There is something magical about home-cooked foods and the smells it brings verse warming up a pre-cooked meal. If you struggle with creativity, you can always request an online meal delivery service where the recipe is provided and the ingredients are put together. Otherwise, ask your children to each google a favourite recipe and in your weekly essential trip to the shops, buy the ingredients for the week’s meals ahead. Over the weekend, if your kids are older you can divide the family into teams and do a cook off. So use this time where the access to restaurants and take-away’s is limited to get back to basics.

  1. Eating Together as a Family

Families that eat together eat a bigger variety of foods, talk and interact more and end up doing life together verse doing life separately.  Even if you are working while at home, you can use this time to block meal times off where you all sit and eat together.  You do not all have to eat the same thing but can put a variety of ingredients on the table and everyone constructs their own lunch for example.
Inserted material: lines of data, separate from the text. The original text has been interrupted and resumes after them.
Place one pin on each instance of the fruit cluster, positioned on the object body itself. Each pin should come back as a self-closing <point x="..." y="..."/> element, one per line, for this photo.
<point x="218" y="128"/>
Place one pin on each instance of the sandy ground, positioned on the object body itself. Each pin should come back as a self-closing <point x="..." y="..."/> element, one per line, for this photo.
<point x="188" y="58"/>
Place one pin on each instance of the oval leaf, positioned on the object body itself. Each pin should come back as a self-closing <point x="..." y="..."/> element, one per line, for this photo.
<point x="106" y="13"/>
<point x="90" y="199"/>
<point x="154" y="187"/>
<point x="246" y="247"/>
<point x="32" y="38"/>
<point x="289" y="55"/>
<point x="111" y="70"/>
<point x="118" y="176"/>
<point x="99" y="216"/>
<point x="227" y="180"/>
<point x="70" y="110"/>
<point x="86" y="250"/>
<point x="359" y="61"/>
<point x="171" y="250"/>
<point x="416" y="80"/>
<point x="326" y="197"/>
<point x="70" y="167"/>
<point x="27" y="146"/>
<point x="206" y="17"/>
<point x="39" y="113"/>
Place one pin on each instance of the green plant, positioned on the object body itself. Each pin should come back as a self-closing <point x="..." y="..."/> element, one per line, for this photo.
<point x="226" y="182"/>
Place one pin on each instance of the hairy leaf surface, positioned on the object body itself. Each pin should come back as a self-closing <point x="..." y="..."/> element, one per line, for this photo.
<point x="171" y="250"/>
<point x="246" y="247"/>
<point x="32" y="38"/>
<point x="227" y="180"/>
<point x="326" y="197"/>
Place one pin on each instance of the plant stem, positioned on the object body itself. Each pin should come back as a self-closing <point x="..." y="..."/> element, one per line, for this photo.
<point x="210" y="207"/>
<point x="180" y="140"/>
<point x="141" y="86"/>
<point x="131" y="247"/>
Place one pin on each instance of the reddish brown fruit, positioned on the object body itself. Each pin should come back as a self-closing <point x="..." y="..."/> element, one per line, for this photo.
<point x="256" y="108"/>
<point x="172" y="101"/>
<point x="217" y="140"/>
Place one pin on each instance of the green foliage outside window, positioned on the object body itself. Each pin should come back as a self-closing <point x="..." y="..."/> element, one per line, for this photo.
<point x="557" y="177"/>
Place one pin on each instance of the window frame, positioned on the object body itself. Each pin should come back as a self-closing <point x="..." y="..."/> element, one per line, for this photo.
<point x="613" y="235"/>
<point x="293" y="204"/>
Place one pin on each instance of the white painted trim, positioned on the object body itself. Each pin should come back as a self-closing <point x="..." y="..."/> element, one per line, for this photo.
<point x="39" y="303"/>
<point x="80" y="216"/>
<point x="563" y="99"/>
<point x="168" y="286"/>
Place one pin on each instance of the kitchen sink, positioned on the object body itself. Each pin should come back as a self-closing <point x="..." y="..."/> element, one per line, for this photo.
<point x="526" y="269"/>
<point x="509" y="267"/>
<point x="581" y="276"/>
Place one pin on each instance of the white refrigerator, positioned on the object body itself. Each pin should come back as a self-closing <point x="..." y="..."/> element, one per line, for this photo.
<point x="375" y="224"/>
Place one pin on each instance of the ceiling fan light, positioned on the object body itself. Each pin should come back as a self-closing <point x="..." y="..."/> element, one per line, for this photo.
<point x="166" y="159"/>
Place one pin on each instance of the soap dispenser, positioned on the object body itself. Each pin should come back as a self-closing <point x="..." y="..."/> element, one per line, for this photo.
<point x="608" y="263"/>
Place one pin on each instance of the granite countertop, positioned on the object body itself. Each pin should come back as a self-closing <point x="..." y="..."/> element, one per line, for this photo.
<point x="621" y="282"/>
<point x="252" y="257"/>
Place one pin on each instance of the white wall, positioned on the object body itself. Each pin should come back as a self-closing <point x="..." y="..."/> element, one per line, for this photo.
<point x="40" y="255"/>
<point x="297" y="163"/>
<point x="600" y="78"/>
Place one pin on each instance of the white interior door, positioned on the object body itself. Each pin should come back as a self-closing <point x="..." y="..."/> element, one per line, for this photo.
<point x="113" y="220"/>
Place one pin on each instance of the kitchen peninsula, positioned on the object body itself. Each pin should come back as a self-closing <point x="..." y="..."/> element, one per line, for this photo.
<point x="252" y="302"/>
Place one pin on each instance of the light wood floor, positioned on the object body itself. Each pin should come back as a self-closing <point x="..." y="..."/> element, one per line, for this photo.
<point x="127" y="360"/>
When kids watch their parents eat, they are more likely to want to at least try or deal with the food.

Also Read: #SALOCKDOWN: Taking my daughter to the doctor

  1. Integrating Movement and Exercise

How about an indoor obstacle course – this is great to up the activity level around the house.

Outdoor obstacle courses and ball games can get the whole family moving and active and will become a lasting habit of fun activity time at home.

  1. Resolving Picky EatingThere is no better time to resolve picky eating than now. Access to ‘go to’ foods that can only be found in take aways and restaurants are no longer available so you can genuinely and without guilt, stand your ground when your child throws their fifth tantrum for the MacDonald’s chicken nuggets. Use this time to food chain as anything home cooked is healthier than fast food. So if nuggets are the order of the day, make your own from scratch or choose a healthier store bought alternative. Alternatively, you could just scrap the chicken nuggets altogether and offer a piece of softly cooked chicken instead. If Spur fries are the only ‘vegetable’ your child will eat, make your own from scratch or buy the frozen version and oven bake them verse deep frying, or offer an alternate starch altogether. Ensure you and your partner are on the same page and you can definitely work this to your advantage.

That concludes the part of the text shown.